Hypothesis

Null hypotheses :- There is no difference in sales (USD) before and after the marketing campaign.

Alternate Hypotheses :- There is a difference in sales (USD) before and after the marketing campaign.

Result:

A Wilcoxon Signed-Rank Test was conducted to compare sales (USD) before and after the marketing campaign among (n = 60) stores. Median sales were significantly higher after the campaign (M = 26873.45 ,Md = 25,086 ,Sd = 14434.37) than before the campaign (M = 25154.53, Md = 24,624, Sd = 12184.4), V = 640, p = 0.043. The effect size was r = 0.261, indicating a moderate effect. Thus alternate hypotheses is supported, that there is a difference in sales (USD) before and after the marketing campaign.

# install.packages("readxl")
library(readxl)
dataset <- read_excel("~/Downloads/A6R4.xlsx")
Before <- dataset$PreCampaignSales
After <- dataset$PostCampaignSales

Differences <- After - Before
hist(Differences,
     main = "Histogram of Difference Scores",
     xlab = "Value",
     ylab = "Frequency",
     col = "blue",
     border = "black",
     breaks = 20)

QUESTION 1: Is the histograms symmetrical, positively skewed, or negatively skewed?

The histogram is symmetrical

QUESTION 2: Did the histogram look too flat, too tall, or did it have a proper bell curve?

The histogram look too tall

shapiro.test(Differences)
## 
##  Shapiro-Wilk normality test
## 
## data:  Differences
## W = 0.94747, p-value = 0.01186

QUESTION 1: Was the data normally distributed or abnormally distributed?

The data is abnormally distributed

boxplot(Differences,
        main = "Distribution of Score Differences (After - Before)",
        ylab = "Difference in Scores",
        col = "blue",
        border = "darkblue")

QUESTION 1: How many dots are in your boxplot?

One or two dots.

QUESTION 2: Where are the dots in your boxplot?

Far from the whiskers (lines of the boxplot).

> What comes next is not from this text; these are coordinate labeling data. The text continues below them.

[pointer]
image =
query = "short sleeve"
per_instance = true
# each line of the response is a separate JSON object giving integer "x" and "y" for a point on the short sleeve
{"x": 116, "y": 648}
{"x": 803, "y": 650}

QUESTION 3: Based on the dots and there location, is the data normal?

If there are many dots (more than one or two) and they are FAR AWAY from the whiskers, this means data is NOT normal. Switch to a Wilcoxon Sign Rank.

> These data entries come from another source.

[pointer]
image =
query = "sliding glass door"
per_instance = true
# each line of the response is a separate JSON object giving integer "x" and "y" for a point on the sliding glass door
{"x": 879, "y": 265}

mean(Before, na.rm = TRUE)
## [1] 25154.53
median(Before, na.rm = TRUE)
## [1] 24624
sd(Before, na.rm = TRUE)
## [1] 12184.4
length(Before)
## [1] 60
mean(After, na.rm = TRUE)
## [1] 26873.45
median(After, na.rm = TRUE)
## [1] 25086
sd(After, na.rm = TRUE)
## [1] 14434.37
length(After)
## [1] 60
wilcox.test(Before, After, paired = TRUE)
## 
##  Wilcoxon signed rank test with continuity correction
## 
## data:  Before and After
## V = 640, p-value = 0.0433
## alternative hypothesis: true location shift is not equal to 0
#install.packages("rstatix")
#install.packages("coin")
library(coin)
## Loading required package: survival
library(rstatix)
## 
## Attaching package: 'rstatix'
## The following objects are masked from 'package:coin':
## 
##     chisq_test, friedman_test, kruskal_test, sign_test, wilcox_test
## The following object is masked from 'package:stats':
## 
##     filter
df_long <- data.frame(
id = rep(1:length(Before), 2),
time = rep(c("Before", "After"), each = length(Before)),
score = c(Before, After) )

wilcox_effsize(df_long, score ~ time, paired = TRUE)
## # A tibble: 1 × 7
##   .y.   group1 group2 effsize    n1    n2 magnitude
## * <chr> <chr>  <chr>    <dbl> <int> <int> <ord>    
## 1 score After  Before   0.261    60    60 small

Q1) What is the size of the effect?

A Cohen’s D of 0.26 indicates the difference between the group averages was moderate.

Q2) Which group had the higher average score?

The After scores were higher than the before scores.